Realignment can't come before universal DH

The way I look at it the league is full of themselves.

On one hand they claim they don't want the DH in the NL because they want to protect the purity of the game.  On the other hand, they refuse to get rid of this abomination to the purity of the game called Inter-League play.

Either go for purity and ditch the inter-league play, allowing the AL to continue it's use of players who can't field (which I think is one of the biggest aspects of the game) .. or .. force teh putrescence of the DH on NL teams and stop this nonsense about purity which every one knows isn't really an issue (the reality is NL owners are cheapskates and an extra long reliever costs far less than a DH).

My thoughts
 - get rid of Interleague play
 - move the Brewers or the Astros .. or both .. back to the AL. 
 - add two expansion teams to offset
 
I love the idea of two more teams, because the balance is swinging back to pitching, and if your DH argument is to lengthen careers you will be opening 50 roster spots.  If you only move one team to the AL (the Astros like the idea of moving), then give one team to each league.  If none move, then the AL gets both teams.  If both move, then the NL gets two teams.

Let's face it, there are deserving cities/markets out there and none of the current teams that are struggling financially are wanting to give up their franchises despite whining about costs.

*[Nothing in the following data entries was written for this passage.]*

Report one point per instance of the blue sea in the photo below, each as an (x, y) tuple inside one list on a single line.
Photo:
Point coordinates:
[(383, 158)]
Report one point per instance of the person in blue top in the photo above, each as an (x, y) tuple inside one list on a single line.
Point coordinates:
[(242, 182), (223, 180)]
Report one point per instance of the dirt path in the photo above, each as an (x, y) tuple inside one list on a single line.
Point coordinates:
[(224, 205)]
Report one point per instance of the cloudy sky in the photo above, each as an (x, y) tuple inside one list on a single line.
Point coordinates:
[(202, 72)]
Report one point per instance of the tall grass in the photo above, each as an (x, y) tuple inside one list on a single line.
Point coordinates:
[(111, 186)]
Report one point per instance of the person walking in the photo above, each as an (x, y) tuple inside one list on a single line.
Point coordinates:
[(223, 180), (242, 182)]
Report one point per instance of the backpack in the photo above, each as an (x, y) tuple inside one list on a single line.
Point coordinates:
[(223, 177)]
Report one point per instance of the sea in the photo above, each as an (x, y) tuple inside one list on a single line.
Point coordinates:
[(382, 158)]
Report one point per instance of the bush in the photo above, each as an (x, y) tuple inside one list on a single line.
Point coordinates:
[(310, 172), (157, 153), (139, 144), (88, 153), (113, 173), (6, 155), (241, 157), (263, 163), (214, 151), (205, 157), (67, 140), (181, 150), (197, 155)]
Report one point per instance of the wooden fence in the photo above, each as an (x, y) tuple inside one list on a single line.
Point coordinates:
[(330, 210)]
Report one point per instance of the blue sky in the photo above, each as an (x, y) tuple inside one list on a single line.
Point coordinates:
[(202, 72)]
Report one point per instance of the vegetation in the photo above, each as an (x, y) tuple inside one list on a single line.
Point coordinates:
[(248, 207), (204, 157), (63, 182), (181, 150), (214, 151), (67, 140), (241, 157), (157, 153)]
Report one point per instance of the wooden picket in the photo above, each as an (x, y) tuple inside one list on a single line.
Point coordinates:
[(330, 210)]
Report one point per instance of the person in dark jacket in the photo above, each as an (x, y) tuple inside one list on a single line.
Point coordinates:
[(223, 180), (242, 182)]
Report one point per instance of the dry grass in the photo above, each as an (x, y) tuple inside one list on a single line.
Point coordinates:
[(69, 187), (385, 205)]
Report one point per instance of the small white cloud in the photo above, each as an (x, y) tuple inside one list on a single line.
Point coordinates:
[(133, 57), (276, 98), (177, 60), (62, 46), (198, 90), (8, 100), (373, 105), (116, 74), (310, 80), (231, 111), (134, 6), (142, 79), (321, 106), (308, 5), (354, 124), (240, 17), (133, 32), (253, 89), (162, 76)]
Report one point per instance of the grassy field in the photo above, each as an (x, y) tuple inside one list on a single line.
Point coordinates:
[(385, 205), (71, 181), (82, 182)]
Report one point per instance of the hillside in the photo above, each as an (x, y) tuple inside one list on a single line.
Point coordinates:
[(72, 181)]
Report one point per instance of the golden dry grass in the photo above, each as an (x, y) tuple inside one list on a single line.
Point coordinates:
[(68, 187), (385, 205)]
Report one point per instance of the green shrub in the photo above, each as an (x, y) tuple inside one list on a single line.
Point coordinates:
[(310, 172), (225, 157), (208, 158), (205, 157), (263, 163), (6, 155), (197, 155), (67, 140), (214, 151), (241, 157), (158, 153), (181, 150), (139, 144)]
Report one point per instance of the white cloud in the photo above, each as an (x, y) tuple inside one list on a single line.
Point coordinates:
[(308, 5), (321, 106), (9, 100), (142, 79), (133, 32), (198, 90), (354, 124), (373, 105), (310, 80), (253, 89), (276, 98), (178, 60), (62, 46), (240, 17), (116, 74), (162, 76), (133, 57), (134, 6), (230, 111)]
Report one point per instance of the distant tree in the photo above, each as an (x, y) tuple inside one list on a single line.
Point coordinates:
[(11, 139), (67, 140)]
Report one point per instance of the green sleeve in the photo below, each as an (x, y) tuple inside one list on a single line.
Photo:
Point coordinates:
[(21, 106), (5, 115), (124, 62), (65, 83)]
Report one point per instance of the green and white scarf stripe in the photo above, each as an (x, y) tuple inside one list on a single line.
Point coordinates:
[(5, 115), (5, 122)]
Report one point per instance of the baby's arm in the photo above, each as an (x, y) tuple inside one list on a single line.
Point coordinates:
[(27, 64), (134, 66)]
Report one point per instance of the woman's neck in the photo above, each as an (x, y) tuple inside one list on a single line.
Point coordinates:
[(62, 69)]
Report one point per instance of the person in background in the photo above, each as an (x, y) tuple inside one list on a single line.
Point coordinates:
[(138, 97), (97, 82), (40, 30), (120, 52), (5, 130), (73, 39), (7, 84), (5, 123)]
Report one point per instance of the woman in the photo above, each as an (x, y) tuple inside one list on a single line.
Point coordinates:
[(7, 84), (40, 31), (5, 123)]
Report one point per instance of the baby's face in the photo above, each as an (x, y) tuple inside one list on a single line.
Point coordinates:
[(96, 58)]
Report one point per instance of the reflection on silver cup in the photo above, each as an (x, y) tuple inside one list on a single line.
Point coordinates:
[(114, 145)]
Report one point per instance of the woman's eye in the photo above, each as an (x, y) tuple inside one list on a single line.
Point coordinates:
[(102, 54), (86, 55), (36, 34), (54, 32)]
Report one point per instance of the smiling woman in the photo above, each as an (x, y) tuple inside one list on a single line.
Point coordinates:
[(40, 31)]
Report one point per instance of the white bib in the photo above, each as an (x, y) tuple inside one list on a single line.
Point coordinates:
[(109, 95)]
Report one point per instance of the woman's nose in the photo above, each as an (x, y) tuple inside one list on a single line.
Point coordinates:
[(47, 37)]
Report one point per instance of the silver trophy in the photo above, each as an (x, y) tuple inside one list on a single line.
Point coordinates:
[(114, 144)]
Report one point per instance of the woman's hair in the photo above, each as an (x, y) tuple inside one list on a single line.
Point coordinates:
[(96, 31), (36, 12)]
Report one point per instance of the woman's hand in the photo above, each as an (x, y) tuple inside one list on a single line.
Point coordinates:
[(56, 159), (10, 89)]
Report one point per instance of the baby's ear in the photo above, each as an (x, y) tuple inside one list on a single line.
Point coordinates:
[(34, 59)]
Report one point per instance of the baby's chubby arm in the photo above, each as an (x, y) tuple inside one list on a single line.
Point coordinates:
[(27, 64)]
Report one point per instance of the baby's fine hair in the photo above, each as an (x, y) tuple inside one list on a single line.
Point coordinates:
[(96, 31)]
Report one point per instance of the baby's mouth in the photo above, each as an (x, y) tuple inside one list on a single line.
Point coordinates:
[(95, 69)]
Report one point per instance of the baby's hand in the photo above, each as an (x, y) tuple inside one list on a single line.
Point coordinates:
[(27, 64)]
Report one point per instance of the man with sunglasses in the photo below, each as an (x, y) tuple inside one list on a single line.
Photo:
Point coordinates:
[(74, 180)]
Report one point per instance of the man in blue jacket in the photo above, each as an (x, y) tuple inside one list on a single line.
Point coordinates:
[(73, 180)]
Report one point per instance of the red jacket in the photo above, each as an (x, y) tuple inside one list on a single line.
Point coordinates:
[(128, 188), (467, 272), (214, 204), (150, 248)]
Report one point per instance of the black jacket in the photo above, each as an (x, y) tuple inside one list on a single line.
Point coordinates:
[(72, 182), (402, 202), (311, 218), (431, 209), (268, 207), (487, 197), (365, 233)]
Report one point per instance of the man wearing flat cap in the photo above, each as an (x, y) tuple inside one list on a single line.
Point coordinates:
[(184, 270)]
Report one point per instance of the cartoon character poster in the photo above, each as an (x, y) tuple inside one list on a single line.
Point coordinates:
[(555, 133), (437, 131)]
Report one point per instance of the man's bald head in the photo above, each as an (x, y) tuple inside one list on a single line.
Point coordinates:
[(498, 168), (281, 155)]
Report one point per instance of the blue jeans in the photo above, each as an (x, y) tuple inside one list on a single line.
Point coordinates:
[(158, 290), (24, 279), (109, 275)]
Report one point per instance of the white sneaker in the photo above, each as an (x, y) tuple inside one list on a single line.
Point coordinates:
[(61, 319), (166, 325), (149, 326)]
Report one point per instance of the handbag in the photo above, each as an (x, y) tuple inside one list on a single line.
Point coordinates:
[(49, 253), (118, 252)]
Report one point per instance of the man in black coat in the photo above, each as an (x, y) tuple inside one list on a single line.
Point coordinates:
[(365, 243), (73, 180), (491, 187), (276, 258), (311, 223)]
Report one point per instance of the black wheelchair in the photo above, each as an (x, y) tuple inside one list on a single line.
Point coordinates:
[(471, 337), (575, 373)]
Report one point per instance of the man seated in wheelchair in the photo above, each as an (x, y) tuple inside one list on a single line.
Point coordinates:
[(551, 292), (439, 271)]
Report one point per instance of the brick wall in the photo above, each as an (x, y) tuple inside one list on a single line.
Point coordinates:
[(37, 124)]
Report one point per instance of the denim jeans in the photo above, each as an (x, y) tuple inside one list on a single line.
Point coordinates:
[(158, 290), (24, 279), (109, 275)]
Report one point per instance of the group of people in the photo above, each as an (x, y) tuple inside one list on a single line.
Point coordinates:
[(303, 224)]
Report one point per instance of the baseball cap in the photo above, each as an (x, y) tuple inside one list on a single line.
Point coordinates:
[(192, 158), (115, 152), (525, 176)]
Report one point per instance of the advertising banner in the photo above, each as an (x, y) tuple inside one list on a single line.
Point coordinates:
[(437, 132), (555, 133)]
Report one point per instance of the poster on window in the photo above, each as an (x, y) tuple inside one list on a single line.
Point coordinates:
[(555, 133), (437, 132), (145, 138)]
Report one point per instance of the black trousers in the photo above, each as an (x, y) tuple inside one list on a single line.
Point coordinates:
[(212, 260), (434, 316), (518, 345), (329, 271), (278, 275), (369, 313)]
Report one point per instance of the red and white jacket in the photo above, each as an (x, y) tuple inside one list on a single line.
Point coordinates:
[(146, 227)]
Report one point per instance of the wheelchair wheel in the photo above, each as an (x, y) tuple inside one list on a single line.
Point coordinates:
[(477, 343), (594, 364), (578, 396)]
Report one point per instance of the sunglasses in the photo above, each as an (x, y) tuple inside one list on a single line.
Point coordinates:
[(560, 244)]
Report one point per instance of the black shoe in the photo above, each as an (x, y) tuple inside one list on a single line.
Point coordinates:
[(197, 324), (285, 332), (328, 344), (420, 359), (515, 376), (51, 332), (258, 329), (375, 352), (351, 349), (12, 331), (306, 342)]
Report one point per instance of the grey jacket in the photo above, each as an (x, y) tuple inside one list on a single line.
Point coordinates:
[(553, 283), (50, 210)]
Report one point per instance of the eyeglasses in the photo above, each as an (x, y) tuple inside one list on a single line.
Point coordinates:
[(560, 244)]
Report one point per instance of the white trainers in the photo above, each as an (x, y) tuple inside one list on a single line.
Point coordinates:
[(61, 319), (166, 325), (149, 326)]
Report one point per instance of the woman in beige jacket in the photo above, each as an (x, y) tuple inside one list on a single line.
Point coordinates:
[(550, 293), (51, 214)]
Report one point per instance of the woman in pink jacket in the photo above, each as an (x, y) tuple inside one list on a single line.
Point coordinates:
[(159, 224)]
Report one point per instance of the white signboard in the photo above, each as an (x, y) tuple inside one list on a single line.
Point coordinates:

Viable options listed by 'metropolitan' (not city only) populations would be Portland, Sacramentio, San Antonio, Orlando, Las Vegas, San Jose, Columbus (doubtful due to the Reds), Charlotte, Indianapolis, Austin, Norfolk, Nashville, Jacksonville, Memphis .. and so on.  Some of these have proximity issues to other teams or large fan base issues that might pose problems.  The reality is, two 16 team leagues makes more sense than a 15-15 and especially more than a 16-14.  I truly believe part of the reason for the current 16-14 was to pave the way for future expansion.  Granted, the economy isn't great right now, but I think this oculd be overcome.  It's not like these cities couldn't put up at least as much money as the bottom teams in MLB financially speaking.




Since: Mar 5, 2007
Posted on: June 16, 2011 12:26 pm
 

Realignment can't come before universal DH

While Matt Snyder makes the very good point that more significant inter-league play would benefit from a single rule book, presuposing that adoption of the DH rule by the NL is a necessary prerequiste to realignment isn't correct.  There is no reason, other than a desire to get "everything done at once," to insist that rule and schedule change(s) must accomany league/division realignment.

There are several possible proposals, though the one that seems most obvious and easily accomplished is a move of the Houston Astros from the over-loaded NL Central to the undermanned AL West.  Presto!  Two 15 team leagues, each with three five-team divsions and the Rangers/Astros rivalry graduates from inter-league to intra-division.

Once the league structure is defined, we can then start what will be the fierce debate over rules.  While Snyder appears to favor the DH, it's hardly "automatic" that this rule ought to be adopted throughut MLB.